Yes, Javascript is used in browsers and has a few different competing runtimes, and as such, there are a lot of resources invested in making it faster than the other runtimes.
As a result, except in only very trivial cases, Javascript is only slower than C++ by about a factor of 2-4. This is a much smaller difference than the "orders of magnitude" mentioned above.
The only exception is "hello world", which is about one order of magnitude slower in JS, but that's probably explained by the runtime startup / teardown.
Those are microbenchmarks, and as such are misleading when it comes to evaluating JIT-ed languages. They also don’t involve ever touching the DOM, which is a major source of slowdowns in real-world JS apps.
That actually makes me want to create a set of UI benchmarks comparing performance standard UI operations in C++ with Qt vs JS with DOM. I think I’ll look into it over the weekend.
JITting alone will just make code slower. Even with many optimizations V8 eventually changed the "unoptimizing JIT" to an interpreter and now only JITs hot functions.
Let me clarify: the DOM is fast _at what it does_. But in order to truly serve things like web apps rather than documents it needs to have primitives like list virtualization. It doesn't, so people end up using needlessly complex JavaScript frameworks that drag down performance.
> But in order to truly serve things like web apps rather than documents it needs to have primitives like list virtualization.
Why not create a UI system, like X Window over the web (I know X can be done over the network) specifically for web apps? Solve the issue at the root and leave the DOM to documents.
Seems like a technicality to me, although I'd be happy to update the statement in the post.
It's still not compiled in advance and while the technologies you described (asm.js, WebAssemly) exists most web apps discussed don't use them at all.
Compiled JIT can be pretty similar to AOT, if the application runs for any real period of time. Generally, a JIT will try to compile any given block of code only once; so it winds up working towards the same state as something AOT.
That being said, there is a caveat that the code _can_ change for something compiled JIT, and there are inefficiencies related to that.
There are benchmarks/cases were JS is faster then C++
Yes obliviously C++ is faster then JS, but complexity/time of programmer may cause you to write slower code then v8/JIT.
I can't sadly find a link for that benchmark
This statement is misleading and false.
The distinction between "interpreted" and "compiled" isn't as clear-cut as it once was, especially in the context of modern languages and runtimes. However, when it comes to JavaScript, here's the general understanding:
-Interpreted: JavaScript is traditionally known as an interpreted language.
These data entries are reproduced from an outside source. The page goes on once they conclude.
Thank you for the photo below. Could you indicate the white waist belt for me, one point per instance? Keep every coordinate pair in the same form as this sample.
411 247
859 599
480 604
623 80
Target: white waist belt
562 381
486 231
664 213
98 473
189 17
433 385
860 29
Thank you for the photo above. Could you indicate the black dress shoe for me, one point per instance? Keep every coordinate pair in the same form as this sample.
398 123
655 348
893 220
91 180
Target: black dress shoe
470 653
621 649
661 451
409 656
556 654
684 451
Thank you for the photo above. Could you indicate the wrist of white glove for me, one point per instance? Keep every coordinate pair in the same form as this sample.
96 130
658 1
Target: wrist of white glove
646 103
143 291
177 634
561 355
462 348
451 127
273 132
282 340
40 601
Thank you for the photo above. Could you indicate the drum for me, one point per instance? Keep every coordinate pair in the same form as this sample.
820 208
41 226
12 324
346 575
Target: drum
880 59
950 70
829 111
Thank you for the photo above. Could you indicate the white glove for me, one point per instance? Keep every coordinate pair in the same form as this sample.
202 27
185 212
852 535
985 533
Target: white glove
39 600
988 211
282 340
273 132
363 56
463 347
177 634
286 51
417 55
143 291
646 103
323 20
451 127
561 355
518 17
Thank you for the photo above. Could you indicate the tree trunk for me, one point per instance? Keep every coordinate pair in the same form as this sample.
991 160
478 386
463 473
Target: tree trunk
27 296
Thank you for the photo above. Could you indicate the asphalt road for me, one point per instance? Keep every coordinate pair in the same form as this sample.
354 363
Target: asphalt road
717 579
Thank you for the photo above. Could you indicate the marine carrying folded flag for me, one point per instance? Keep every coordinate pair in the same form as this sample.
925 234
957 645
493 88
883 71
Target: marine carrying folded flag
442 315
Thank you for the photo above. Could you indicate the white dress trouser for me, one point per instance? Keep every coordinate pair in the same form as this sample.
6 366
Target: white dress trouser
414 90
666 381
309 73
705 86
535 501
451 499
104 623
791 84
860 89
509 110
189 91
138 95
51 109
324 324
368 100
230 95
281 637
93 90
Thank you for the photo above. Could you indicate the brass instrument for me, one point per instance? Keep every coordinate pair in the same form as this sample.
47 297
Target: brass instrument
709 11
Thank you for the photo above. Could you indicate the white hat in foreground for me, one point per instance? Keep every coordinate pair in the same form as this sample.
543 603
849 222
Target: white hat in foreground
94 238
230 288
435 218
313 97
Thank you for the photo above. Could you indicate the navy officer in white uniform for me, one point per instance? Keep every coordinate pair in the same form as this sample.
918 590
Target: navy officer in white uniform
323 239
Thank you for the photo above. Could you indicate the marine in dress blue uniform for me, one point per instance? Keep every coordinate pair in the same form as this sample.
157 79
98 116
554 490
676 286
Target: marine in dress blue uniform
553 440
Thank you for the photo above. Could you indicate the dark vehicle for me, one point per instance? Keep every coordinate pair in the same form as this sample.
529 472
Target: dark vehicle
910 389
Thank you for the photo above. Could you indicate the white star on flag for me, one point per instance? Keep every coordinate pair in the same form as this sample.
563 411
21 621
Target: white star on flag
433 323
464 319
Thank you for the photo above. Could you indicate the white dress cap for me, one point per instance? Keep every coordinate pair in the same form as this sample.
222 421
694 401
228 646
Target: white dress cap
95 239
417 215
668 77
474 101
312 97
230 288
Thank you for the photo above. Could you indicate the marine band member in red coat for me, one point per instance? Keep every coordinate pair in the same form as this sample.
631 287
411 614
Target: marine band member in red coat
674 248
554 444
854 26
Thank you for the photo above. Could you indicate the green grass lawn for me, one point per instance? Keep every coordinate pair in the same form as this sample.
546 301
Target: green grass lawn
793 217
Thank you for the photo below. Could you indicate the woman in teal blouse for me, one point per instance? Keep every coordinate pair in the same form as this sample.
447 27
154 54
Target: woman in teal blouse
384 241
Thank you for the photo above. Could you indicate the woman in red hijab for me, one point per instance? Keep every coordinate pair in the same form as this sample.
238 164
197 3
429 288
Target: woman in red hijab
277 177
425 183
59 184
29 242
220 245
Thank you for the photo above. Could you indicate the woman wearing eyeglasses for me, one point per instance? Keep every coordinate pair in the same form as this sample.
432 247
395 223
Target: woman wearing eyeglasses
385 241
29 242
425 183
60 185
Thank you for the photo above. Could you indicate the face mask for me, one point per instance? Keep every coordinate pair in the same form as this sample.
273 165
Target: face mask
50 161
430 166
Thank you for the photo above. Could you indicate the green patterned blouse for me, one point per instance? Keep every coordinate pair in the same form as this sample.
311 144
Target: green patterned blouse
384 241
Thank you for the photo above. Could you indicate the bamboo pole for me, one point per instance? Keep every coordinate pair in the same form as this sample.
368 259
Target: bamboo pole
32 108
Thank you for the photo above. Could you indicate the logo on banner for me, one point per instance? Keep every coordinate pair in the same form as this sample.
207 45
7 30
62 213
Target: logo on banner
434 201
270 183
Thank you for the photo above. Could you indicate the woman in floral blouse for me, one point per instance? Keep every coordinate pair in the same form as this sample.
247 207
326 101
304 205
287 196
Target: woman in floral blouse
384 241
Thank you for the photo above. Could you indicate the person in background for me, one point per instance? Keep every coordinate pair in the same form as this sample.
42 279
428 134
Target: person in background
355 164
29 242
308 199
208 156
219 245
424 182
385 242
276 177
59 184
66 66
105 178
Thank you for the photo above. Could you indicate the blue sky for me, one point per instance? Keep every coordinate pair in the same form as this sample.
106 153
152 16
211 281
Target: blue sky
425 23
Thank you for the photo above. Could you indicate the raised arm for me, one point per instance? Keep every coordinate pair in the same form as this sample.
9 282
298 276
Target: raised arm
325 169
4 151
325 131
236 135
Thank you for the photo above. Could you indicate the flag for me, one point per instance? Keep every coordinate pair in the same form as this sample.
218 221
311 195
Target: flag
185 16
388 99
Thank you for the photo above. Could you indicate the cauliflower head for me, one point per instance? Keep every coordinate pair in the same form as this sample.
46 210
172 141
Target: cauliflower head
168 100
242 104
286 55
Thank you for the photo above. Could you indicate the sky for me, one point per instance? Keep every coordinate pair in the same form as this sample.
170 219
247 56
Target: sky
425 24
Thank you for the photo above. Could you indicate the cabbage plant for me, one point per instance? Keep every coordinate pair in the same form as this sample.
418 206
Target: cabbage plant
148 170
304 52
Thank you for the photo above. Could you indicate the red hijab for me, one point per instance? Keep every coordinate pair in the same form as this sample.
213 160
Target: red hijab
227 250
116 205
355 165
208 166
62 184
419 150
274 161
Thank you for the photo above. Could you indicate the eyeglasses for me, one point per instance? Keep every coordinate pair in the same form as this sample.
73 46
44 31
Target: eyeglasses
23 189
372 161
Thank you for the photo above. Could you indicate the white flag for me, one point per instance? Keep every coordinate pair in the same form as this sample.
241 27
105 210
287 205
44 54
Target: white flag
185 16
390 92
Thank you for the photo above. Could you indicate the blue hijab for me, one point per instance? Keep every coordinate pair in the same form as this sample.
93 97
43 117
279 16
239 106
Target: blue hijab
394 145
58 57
This means that it is typically executed line by line, on-the-fly, without a preliminary compilation step to machine code. When web browsers first supported JavaScript, they essentially had interpreters that read and executed JavaScript code directly.
- Just-In-Time Compilation (JIT): Modern JavaScript engines like V8 (used in Chrome and Node.js), SpiderMonkey (used in Firefox), and Chakra (used in older versions of Microsoft Edge) use Just-In-Time (JIT) compilation to execute JavaScript code. With JIT, the JavaScript code is compiled into machine code just before it is executed, rather than being interpreted line by line. This approach can greatly improve performance because the machine code can be optimized for the current machine and can be executed much faster than interpreted code. So, in this sense, JavaScript is compiled at runtime. - Ahead-of-Time Compilation (AOT): There are also tools and technologies that allow you to compile JavaScript (or languages that transpile to JavaScript) "ahead of time" into machine code or other languages. Examples include the asm.js subset of JavaScript and WebAssembly (although WebAssembly isn't strictly JavaScript, it's a target for languages including C/C++ and Rust, among others).